Completely different scenario to a birthday meal with friends. Although it’s wise to set the terms for that upfront to avoid confusion.

Brakebackcyclebot · 09/10/2018 16:28

in my family, we would all pay for ourselves on a family meal out like that.

MsMightyTitanAndHerTroubadours · 09/10/2018 16:30

Can you have a look on groupon or similar for your area?? You can get some excellent deals that won't break the bank ime!

But yes, I bet your DM and MIL will be battling to foot the bill

Rhondacross · 09/10/2018 16:32

Like hell are you expected to pay! It's a substitute for the hen do and you're not paying for that are you?
My hen night was a nice meal out and guess what? I didn't even pay for my own.

Rudgie47 · 09/10/2018 16:47

I would expect everyone to pay for themselves on the basis of what they had.

ThumbWitchesAbroad · 09/10/2018 16:48

If it's like most hen things I've been to (even though it's not the main hen-do) then the more usual thing is to split the bill, or even to refuse to allow the hen to pay at all and everyone else chip in extra to cover her bill too.

myron · 09/10/2018 16:58

Well, it's just yet another expense in the lead up to the wedding isn't it?

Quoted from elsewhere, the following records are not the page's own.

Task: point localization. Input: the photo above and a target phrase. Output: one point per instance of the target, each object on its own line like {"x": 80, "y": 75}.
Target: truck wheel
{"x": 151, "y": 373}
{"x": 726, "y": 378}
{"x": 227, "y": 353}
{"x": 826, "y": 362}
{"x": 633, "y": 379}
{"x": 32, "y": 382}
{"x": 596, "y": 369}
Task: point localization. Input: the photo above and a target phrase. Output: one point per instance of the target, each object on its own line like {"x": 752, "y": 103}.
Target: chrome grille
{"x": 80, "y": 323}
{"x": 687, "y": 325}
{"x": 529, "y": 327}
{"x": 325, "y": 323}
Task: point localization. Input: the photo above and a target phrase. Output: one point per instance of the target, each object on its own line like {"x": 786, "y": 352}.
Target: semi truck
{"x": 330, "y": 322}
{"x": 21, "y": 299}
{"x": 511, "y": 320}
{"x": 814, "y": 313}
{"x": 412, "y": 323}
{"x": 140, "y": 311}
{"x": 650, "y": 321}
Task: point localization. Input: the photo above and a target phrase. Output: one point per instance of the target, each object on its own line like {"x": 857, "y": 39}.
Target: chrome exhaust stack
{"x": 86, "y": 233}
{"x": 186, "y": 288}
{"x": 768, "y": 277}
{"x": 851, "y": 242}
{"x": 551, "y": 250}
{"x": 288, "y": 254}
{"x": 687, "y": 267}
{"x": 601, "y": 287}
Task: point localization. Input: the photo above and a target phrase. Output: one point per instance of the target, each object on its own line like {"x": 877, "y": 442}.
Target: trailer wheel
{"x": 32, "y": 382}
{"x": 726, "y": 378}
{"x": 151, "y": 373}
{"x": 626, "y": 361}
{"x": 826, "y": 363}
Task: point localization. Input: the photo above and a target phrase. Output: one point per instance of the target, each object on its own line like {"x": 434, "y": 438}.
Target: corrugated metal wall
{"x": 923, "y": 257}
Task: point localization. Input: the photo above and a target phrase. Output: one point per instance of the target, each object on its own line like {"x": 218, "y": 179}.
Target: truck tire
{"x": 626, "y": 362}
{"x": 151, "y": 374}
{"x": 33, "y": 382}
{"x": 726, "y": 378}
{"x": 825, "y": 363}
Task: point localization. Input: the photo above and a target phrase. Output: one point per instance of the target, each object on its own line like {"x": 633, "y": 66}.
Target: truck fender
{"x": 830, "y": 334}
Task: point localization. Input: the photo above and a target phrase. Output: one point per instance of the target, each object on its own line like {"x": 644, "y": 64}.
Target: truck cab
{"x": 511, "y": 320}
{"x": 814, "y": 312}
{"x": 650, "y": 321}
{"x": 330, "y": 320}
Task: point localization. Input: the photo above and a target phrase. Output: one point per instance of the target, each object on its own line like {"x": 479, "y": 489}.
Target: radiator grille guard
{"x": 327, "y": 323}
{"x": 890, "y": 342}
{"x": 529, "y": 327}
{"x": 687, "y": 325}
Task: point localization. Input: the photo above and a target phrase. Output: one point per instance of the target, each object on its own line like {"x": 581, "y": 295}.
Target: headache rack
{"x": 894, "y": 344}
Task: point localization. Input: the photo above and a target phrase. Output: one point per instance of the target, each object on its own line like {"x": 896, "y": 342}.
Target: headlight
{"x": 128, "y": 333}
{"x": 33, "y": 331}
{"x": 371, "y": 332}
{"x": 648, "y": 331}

Is your DM & MIL making any financial contribution towards the wedding?

If I was skint, I would still treat them as a thank you for all their support otherwise it would be just another unnecessary expense on someone's part - yours or theirs to the pre wedding costs.

myron · 09/10/2018 17:08

I KNOW that both my parents and MIL would expect us to pay if we had invited them out for lunch/dinner/special event - it's not like inviting your friends to join you at the pub for a meal & drinks is it and where everyone splits the bill. it's just not the same. Now if it was a regular event, my parents & I take turns to pay for Sunday lunch out.

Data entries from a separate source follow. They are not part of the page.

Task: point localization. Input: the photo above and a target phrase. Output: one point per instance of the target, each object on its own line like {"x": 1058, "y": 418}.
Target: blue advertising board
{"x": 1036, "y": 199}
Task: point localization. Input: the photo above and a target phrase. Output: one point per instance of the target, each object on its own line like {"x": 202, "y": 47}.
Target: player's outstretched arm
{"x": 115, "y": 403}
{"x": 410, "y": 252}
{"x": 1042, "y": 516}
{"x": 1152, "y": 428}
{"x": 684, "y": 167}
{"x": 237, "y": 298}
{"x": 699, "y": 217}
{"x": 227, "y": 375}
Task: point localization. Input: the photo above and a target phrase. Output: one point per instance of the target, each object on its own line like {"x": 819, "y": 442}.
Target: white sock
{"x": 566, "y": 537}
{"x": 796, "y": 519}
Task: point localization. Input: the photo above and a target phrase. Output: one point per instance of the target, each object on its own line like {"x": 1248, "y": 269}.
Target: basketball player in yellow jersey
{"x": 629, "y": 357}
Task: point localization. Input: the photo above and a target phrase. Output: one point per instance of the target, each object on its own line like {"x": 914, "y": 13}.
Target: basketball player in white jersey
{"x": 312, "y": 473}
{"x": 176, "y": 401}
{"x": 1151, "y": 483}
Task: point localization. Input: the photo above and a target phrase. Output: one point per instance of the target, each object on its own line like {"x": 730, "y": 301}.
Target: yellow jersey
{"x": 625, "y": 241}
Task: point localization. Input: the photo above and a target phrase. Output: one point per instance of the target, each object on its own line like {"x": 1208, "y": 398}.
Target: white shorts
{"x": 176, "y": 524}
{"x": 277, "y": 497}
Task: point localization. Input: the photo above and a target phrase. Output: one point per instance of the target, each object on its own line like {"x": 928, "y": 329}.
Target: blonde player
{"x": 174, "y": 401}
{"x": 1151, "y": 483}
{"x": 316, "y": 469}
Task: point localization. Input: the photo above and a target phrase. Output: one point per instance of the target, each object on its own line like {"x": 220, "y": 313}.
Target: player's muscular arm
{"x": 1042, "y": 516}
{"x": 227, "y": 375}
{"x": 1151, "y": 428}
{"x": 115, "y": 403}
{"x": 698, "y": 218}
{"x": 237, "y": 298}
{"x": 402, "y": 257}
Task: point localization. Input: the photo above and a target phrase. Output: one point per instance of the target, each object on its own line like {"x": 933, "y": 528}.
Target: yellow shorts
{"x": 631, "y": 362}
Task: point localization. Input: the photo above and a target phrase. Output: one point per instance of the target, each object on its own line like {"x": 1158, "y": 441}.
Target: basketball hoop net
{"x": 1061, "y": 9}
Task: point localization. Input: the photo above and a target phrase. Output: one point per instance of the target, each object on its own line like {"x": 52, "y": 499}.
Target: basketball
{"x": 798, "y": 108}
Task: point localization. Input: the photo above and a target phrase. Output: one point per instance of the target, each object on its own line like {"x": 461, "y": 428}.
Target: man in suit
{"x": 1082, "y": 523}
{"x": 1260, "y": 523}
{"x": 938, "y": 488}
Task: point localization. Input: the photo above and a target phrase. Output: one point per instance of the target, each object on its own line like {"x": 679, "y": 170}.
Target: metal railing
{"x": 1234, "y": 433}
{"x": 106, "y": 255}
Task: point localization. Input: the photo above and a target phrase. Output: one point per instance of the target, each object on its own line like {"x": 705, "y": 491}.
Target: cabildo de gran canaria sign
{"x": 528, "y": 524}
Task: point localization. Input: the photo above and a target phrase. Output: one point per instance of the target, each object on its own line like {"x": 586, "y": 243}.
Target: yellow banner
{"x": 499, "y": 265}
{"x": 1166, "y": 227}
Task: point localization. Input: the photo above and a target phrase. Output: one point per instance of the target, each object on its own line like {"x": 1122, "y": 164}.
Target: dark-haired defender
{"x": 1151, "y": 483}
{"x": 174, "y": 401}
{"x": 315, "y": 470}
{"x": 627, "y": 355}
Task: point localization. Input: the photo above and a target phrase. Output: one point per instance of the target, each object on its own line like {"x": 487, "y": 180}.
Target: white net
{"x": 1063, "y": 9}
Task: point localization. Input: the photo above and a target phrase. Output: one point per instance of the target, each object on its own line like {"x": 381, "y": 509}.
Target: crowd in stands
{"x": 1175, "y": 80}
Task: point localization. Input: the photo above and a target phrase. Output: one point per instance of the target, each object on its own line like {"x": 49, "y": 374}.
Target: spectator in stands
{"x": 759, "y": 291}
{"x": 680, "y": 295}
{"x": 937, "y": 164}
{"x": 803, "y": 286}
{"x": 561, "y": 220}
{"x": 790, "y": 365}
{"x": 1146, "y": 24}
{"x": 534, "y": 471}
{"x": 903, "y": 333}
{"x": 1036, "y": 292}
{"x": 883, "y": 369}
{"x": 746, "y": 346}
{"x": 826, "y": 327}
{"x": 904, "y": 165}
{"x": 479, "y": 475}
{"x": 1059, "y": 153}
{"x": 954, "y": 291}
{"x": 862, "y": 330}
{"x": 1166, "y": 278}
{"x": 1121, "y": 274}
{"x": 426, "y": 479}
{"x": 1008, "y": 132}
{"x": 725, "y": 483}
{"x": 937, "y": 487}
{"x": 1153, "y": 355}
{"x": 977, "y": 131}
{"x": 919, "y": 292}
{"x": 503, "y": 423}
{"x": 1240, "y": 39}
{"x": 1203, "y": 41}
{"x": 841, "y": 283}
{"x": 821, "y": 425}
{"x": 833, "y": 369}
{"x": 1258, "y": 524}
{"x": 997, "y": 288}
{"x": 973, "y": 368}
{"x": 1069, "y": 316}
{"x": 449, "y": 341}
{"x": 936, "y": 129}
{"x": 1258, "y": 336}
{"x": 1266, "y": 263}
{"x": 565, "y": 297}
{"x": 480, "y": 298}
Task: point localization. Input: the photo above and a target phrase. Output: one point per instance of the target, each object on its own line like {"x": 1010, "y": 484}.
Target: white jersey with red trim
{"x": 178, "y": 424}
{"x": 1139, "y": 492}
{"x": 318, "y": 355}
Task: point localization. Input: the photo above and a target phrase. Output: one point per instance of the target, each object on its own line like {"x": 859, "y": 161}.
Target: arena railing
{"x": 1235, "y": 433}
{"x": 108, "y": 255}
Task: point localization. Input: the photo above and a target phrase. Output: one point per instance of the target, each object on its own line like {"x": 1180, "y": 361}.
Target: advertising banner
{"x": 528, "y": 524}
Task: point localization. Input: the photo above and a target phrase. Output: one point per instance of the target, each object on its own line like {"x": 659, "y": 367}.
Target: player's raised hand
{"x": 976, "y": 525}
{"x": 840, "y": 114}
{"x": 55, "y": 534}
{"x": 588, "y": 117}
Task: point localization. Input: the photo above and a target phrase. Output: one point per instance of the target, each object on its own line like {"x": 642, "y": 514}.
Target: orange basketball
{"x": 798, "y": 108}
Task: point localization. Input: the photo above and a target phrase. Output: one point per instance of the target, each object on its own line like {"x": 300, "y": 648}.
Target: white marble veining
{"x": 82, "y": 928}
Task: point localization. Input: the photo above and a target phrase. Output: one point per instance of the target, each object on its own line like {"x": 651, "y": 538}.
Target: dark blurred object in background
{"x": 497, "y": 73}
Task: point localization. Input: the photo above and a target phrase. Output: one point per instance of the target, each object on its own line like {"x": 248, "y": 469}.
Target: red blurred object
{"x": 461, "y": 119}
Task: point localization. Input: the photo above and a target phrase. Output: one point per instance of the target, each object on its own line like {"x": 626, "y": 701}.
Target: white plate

I think that it's a bit of a CF thing to do to invite people out for a special lunch/dinner and expect them to spilt the bill tbh because you couldn't afford to pay for them and also secrely hoping that they would pay for you! You're inviting 3 close family members, not a horde!

Mandarine · 09/10/2018 17:24

This is totally different to just sending a text round to your friends, “Anyine free Thu night - see you at xxx.”

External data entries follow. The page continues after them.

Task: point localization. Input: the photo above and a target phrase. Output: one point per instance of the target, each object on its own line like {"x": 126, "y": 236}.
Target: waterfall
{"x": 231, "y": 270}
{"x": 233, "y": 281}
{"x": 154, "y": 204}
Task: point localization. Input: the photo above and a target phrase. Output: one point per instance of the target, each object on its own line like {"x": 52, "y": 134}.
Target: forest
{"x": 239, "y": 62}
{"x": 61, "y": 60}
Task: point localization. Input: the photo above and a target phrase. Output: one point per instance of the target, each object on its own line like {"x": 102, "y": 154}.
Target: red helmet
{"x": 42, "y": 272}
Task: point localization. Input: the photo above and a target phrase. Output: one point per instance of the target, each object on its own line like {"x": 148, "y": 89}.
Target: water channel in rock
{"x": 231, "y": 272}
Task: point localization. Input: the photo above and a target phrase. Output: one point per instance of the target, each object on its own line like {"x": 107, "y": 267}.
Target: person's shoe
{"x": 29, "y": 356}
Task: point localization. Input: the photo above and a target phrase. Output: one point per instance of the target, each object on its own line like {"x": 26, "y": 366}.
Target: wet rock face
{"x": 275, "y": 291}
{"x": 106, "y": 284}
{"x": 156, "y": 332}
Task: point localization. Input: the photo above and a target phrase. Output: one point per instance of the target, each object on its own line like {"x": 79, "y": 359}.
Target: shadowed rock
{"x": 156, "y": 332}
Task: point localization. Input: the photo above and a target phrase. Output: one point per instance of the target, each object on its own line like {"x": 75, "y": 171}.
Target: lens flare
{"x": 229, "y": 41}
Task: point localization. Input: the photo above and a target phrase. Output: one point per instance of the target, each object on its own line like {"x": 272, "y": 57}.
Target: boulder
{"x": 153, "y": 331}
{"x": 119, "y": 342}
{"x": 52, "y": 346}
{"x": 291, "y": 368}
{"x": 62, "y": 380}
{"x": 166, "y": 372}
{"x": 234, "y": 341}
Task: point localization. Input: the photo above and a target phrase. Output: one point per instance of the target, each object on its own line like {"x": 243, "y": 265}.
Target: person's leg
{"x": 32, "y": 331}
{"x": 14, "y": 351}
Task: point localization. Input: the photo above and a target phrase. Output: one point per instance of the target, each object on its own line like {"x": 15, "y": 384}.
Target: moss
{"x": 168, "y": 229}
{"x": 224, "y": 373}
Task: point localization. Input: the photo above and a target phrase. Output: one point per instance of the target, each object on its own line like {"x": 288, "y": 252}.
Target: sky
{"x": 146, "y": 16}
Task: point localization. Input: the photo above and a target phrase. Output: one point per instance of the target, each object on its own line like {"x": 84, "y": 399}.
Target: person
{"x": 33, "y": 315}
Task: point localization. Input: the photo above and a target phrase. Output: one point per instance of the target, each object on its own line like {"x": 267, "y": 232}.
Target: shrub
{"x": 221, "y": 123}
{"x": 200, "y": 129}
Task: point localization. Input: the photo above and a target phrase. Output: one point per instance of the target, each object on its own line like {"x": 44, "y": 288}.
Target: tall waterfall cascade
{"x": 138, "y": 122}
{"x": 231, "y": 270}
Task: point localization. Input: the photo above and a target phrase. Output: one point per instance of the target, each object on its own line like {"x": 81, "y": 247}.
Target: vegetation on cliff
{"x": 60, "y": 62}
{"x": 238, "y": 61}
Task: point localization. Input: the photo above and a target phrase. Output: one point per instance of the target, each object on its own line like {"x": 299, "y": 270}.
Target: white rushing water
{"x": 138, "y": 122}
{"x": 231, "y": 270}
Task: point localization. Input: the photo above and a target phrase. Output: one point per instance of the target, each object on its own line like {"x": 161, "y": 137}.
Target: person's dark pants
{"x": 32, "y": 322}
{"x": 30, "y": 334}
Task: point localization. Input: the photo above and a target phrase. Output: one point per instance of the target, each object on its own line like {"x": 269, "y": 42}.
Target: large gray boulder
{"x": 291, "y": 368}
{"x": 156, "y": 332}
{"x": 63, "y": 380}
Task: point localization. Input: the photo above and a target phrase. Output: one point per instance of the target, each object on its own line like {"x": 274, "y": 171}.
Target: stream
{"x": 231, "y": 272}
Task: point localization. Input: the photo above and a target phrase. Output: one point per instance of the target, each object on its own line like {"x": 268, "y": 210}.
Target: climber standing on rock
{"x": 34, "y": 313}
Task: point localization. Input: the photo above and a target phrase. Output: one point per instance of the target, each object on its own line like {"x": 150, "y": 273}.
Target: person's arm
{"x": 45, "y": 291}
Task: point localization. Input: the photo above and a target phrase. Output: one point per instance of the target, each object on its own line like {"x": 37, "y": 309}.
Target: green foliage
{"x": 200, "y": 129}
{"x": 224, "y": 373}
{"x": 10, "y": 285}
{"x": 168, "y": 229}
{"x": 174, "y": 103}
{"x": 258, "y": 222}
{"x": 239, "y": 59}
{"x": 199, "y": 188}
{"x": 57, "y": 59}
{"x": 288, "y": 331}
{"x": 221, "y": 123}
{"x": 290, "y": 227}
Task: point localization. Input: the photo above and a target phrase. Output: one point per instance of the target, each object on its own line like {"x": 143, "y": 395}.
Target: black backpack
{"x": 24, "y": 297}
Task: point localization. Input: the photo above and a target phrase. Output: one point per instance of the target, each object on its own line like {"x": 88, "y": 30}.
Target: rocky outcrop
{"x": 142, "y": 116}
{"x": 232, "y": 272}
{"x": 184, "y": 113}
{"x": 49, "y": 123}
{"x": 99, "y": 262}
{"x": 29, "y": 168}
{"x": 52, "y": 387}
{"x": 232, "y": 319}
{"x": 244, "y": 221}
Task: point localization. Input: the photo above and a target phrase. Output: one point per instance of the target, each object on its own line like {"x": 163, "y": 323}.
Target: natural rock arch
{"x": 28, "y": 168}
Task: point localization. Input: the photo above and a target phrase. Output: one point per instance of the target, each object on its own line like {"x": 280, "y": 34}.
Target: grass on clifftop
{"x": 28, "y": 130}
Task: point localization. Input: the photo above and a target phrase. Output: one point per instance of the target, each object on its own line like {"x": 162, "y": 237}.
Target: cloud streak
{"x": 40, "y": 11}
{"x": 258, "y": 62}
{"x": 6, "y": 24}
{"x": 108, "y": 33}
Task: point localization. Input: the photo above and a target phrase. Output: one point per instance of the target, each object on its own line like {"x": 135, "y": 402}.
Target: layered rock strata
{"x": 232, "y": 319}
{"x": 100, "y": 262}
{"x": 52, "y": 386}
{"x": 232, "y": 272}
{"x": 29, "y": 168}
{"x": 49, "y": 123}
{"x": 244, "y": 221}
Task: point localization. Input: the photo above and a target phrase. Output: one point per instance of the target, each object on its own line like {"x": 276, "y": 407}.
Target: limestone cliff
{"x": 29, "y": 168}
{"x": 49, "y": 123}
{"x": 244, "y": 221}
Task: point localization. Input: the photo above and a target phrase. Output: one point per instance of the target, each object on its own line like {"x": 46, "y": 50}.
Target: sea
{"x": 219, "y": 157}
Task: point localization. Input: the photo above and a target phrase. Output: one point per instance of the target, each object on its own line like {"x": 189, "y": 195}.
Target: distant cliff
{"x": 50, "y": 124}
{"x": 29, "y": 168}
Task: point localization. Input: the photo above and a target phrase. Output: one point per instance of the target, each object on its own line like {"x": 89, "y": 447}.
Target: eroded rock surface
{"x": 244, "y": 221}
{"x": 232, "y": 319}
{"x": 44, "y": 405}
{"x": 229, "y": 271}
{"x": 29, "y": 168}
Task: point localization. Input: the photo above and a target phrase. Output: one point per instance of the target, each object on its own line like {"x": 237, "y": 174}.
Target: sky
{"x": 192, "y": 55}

This is her occasion so she should expect to pay.

I would no way ever ask people to come out to a restaurant of MY choice for MY birthday or other event and then hit them with a bill for it.

When you ask people over to dinner, do you ask them to contribute to the shopping bill? No you do not, because you are hosting. So if you choose to host your event at a restaurant, it’s the same deal.

I have never in my life gone to someone else’s event and been actually asked to pay, or sent menus beforehand! Shock Having said that, if I was the MIL or the mum in this case I would insist as it’s a hen meal and a one-off.

Heismyopendoor · 09/10/2018 18:08

From your op it sounds like you suggested a get together as opposed to inviting people to an event. If I was invited I would be expecting to pay for myself.

Even at your hen do I bet you aren’t paying for everyone! At mine (dinner and drinks, nothing extravagant) everyone refused to let me pay for my own never mind me paying for everyone else.

BlaaBlaaBlaa · 09/10/2018 18:11

@mandarine you must move in very different circles to me. I have never been invited to someone's birthday and not paid for myself...unless it was a party where food might be provided but I'd still buy my own drinks.